Gustavo Morínigo já deixou a sua marca no Alviverde, mas pode muito mais. Foto: Divulgação/Coritiba
Gustavo Morínigo já deixou a sua marca no Alviverde, mas pode muito mais. Foto: Divulgação/Coritiba

Em 2022, é comum ouvir dos jogadores do Coritiba a afirmação de que o time tem um jeito de atuar, seja dentro do Couto Pereira ou fora dele. E o elemento central em torno disso chama-se Gustavo Morínigo. O técnico de 45 anos veio sob desconfiança do Paraguai, em janeiro de 2021, e depois de 15 meses colhe os louros do seu trabalho.

O treinador debutou no comando do Coxa em 31 de janeiro de 2021, no empate em 1 a 1 com o Grêmio, no Alto da Glória. Ele assumiu um time já virtualmente rebaixado no Brasileirão de 2020, este afetado pela pandemia da Covid-19 e que só terminaria no ano seguinte. O que Morínigo fez foi participar da reconstrução interna.

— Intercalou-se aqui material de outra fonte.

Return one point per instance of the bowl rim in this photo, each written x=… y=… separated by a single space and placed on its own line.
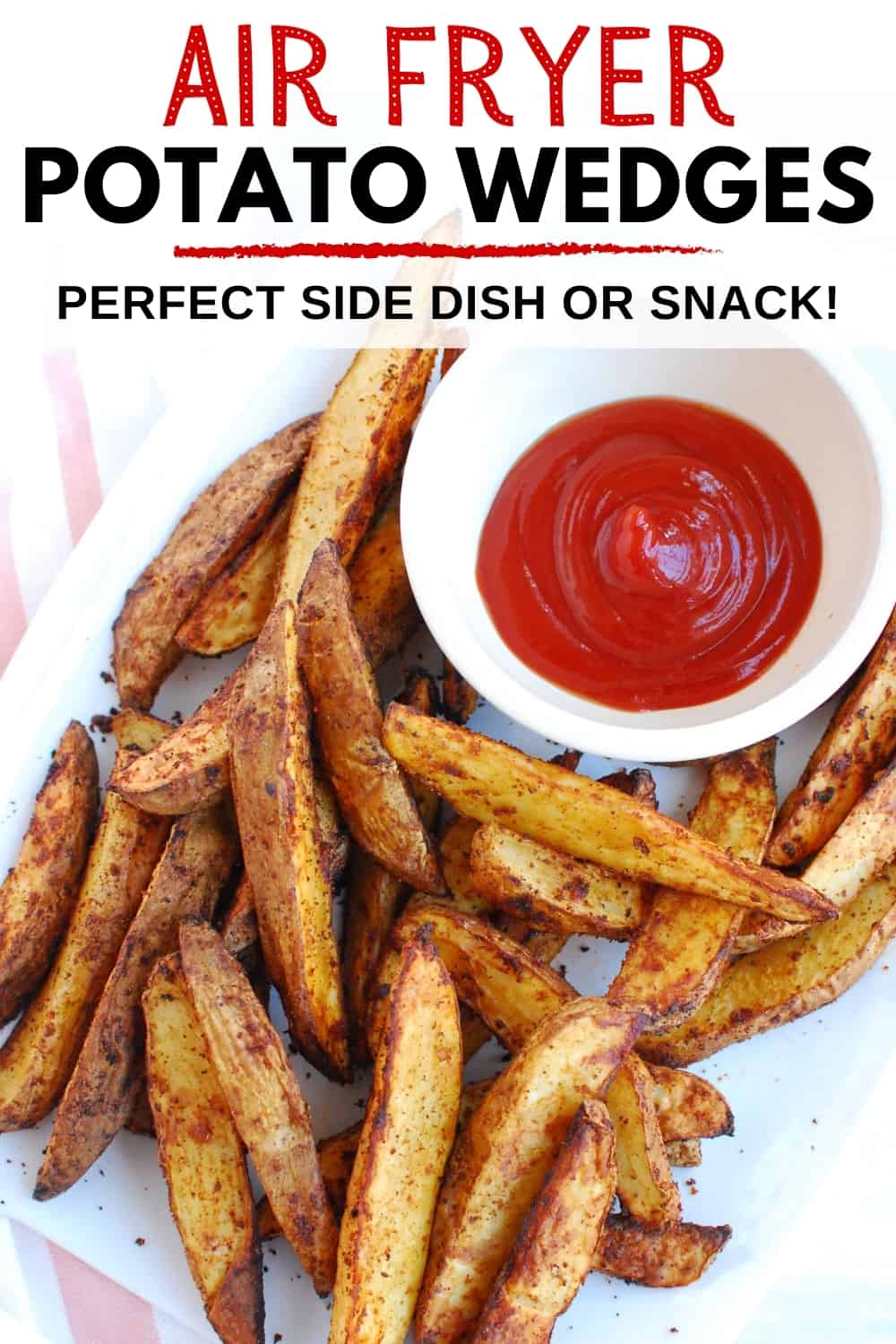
x=654 y=744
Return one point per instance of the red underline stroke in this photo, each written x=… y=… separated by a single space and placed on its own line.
x=463 y=252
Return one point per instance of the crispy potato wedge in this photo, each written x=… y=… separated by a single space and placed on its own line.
x=506 y=1150
x=281 y=836
x=203 y=1161
x=677 y=956
x=646 y=1187
x=236 y=605
x=460 y=698
x=551 y=890
x=101 y=1093
x=659 y=1257
x=190 y=769
x=551 y=1257
x=374 y=796
x=214 y=530
x=857 y=744
x=38 y=1058
x=40 y=890
x=492 y=781
x=684 y=1152
x=785 y=980
x=358 y=448
x=375 y=895
x=263 y=1097
x=408 y=1136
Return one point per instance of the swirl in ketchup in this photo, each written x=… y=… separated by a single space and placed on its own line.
x=650 y=554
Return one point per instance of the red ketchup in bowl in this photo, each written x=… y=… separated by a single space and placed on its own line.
x=650 y=554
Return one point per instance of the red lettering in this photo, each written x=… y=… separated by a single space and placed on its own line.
x=476 y=78
x=555 y=70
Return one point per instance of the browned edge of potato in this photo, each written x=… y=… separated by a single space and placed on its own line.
x=504 y=1153
x=858 y=741
x=101 y=1093
x=373 y=792
x=217 y=526
x=38 y=894
x=273 y=782
x=38 y=1058
x=556 y=1245
x=785 y=980
x=677 y=956
x=405 y=1142
x=492 y=781
x=203 y=1161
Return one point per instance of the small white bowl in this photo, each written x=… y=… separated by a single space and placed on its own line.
x=821 y=409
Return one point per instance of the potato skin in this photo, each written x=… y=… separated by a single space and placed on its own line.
x=503 y=1156
x=39 y=892
x=785 y=980
x=263 y=1097
x=374 y=795
x=38 y=1058
x=857 y=744
x=405 y=1142
x=559 y=1238
x=492 y=781
x=109 y=1074
x=218 y=524
x=203 y=1161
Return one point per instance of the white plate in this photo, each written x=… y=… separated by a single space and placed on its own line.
x=818 y=1069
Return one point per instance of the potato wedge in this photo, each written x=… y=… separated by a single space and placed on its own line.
x=408 y=1136
x=677 y=956
x=190 y=771
x=375 y=895
x=374 y=796
x=38 y=1058
x=662 y=1257
x=280 y=831
x=551 y=1257
x=101 y=1093
x=646 y=1187
x=215 y=529
x=263 y=1097
x=506 y=1150
x=358 y=448
x=786 y=980
x=857 y=744
x=492 y=781
x=203 y=1161
x=40 y=890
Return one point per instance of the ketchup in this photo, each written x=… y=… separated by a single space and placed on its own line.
x=650 y=554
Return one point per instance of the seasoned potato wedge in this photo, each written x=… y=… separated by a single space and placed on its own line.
x=646 y=1187
x=190 y=769
x=39 y=892
x=857 y=744
x=38 y=1058
x=506 y=1150
x=492 y=781
x=408 y=1136
x=375 y=894
x=661 y=1257
x=374 y=796
x=263 y=1097
x=203 y=1161
x=677 y=956
x=551 y=1257
x=109 y=1073
x=214 y=530
x=786 y=980
x=281 y=838
x=358 y=448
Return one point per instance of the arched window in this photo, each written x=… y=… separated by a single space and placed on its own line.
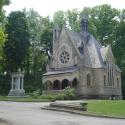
x=65 y=83
x=88 y=80
x=56 y=85
x=74 y=83
x=104 y=80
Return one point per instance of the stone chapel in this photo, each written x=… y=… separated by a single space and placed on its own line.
x=78 y=60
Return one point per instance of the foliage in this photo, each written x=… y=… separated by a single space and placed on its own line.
x=17 y=42
x=69 y=93
x=4 y=84
x=107 y=24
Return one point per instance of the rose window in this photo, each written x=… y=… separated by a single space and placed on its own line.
x=64 y=57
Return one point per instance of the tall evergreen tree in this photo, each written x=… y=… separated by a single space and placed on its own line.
x=17 y=42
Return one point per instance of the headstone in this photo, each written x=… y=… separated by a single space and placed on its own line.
x=17 y=85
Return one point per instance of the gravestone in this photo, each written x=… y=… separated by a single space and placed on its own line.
x=17 y=85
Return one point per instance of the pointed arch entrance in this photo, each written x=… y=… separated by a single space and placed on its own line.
x=65 y=83
x=56 y=85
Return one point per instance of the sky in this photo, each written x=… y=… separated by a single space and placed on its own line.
x=48 y=7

O primeiro desafio com a sua assinatura foi o Campeonato Paranaense do ano passado. E a impressão não foi boa, já que o clube sequer avançou para a fase de mata-mata do Estadual. Apesar da pressão, a diretoria manteve o paraguaio e, como resultado, obteve o acesso à Série A nacional no segundo semestre – o título esteve muito perto, mas escapou nas rodadas finais.

Em dezembro de 2021, Morínigo renovou com o Alviverde por mais um ano, mantendo ainda a sua comissão técnica, formada por Roberto ‘El Toro’ Acuña, Martin Paolorosso e Gonzalo Llanos. Naquele ano, o treinador fechou a temporada com 51,46% de aproveitamento dos pontos no clube.

Aproveitamento sobe

Com o título paranaense em 2022, o avanço à terceira fase da Copa do Brasil e o bom início no Brasileirão, o técnico paraguaio conta agora com um total de 80 jogos no Coritiba, com 39 vitórias, 19 empates e 22 derrotas, o que lhe dá um aproveitamento total de 56,6%.

De quebra, Morínigo pode terminar a temporada no Top 5 dos treinadores que mais dirigiram o Coxa em 113 anos de história. Neste momento, se permanecer no Verdão até o fim da temporada, Morínigo terá dirigido o time por 116 oportunidades, contando apenas as 35 rodadas restantes da Série A e o jogo de volta contra o Santos, pela Copa do Brasil, em maio.

Se conseguir avançar na competição eliminatória, o paraguaio pode alcançar e ultrapassar Marquinhos Santos (sexto, com 118 jogos em duas passagens) e Paulo Bonamigo (quinto, com 123 partidas em duas passagens) para chegar ao Top 5 coxa-branca. O uruguaio Felix Magno é até hoje o técnico que mais dirigiu o Alviverde, com 196 aparições em três ocasiões, todas nos anos 1950 e 1960.

Com o “fator Morínigo” ao seu lado, o Coritiba volta a campo neste domingo (1º), às 16h, quando recebe o Fluminense (ficou sem técnico após a demissão de Abel Braga), no Couto Pereira. Será o primeiro de uma série de seis jogos em que o Verdão pode acumular pontos preciosos para buscar algo mais neste retorno à Série A.